I didn't invent the thing, but it seems to be crafted to measure the combination of alternating light and dark against a solid color, much as are some of the patterns shown at the Lagom link provided by NewsyL above ( http://www.lagom.nl/lcd-test/ ). If the light and dark parts add up to emit about the same amount of visible light overall as the solid color, the gamma must be set to 2.2.

-Noel
 
I don't believe it's a color management problem at all. I believe some of your apps must somehow be presenting the image at a resized resolution and some not. Do you see 100% in the lower-right corner of IE.

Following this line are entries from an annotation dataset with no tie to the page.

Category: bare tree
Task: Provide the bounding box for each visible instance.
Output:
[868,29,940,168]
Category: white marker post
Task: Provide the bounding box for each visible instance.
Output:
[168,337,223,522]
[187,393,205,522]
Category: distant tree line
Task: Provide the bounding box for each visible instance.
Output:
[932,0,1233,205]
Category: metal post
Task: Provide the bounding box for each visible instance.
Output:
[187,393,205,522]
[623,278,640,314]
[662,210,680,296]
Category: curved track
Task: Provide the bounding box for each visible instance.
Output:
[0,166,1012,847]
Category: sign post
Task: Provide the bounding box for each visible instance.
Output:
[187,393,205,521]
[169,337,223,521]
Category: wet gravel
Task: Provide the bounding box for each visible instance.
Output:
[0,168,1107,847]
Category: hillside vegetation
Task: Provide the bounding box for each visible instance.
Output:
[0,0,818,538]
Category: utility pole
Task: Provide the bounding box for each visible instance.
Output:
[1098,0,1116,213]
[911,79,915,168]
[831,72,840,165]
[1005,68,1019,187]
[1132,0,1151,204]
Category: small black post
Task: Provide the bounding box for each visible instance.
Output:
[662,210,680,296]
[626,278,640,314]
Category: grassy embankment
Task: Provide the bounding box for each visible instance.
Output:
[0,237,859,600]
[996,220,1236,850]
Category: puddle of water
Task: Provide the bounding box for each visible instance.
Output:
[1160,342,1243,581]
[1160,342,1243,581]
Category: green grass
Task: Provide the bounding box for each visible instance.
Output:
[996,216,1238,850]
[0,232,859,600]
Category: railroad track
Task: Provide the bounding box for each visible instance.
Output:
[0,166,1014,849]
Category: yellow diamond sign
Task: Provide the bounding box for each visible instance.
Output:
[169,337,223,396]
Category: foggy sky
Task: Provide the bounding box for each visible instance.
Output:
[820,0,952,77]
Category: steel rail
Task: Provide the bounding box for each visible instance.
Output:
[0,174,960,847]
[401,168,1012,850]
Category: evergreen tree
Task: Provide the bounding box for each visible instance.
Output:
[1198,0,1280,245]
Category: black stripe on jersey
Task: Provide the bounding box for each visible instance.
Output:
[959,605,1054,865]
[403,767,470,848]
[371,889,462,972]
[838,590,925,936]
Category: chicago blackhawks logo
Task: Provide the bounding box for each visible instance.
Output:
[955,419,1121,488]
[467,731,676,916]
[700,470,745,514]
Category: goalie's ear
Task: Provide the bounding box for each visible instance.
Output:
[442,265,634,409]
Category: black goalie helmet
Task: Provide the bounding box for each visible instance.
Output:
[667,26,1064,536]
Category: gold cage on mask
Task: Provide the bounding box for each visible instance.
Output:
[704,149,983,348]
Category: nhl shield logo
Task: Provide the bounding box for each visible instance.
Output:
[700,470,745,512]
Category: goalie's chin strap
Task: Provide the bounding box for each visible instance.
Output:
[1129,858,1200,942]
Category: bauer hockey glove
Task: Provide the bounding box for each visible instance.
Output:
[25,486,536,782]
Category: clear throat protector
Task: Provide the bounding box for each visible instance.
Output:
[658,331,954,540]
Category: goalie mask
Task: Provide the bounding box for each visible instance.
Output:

Is your display resolution set to your monitor's native resolution?

-Noel
 
I don't believe it's a color management problem at all. I believe some of your apps must somehow be presenting the image at a resized resolution and some not. Do you see 100% in the lower-right corner of IE.
Noel,

Your right - I forgot that in Firefox I usually browse with the size bumped up one notch (makes things easier to read on my old CRT 1600 x 1200 monitor). When I corrected that, it looked the same in all apps. I guess the fact that I get just a tad of color in only one stripe means I'm pretty close.

Do you have information on how this image works?

Mark R
Pbase supporter

Noel,

Your right - I forgot that in Firefox I usually browse with the size bumped up one notch. When I corrected that, it looked the same in all apps. I guess the fact that I get just a tad of color in only one stripe means I'm pretty close.

Do you have information on how this image works?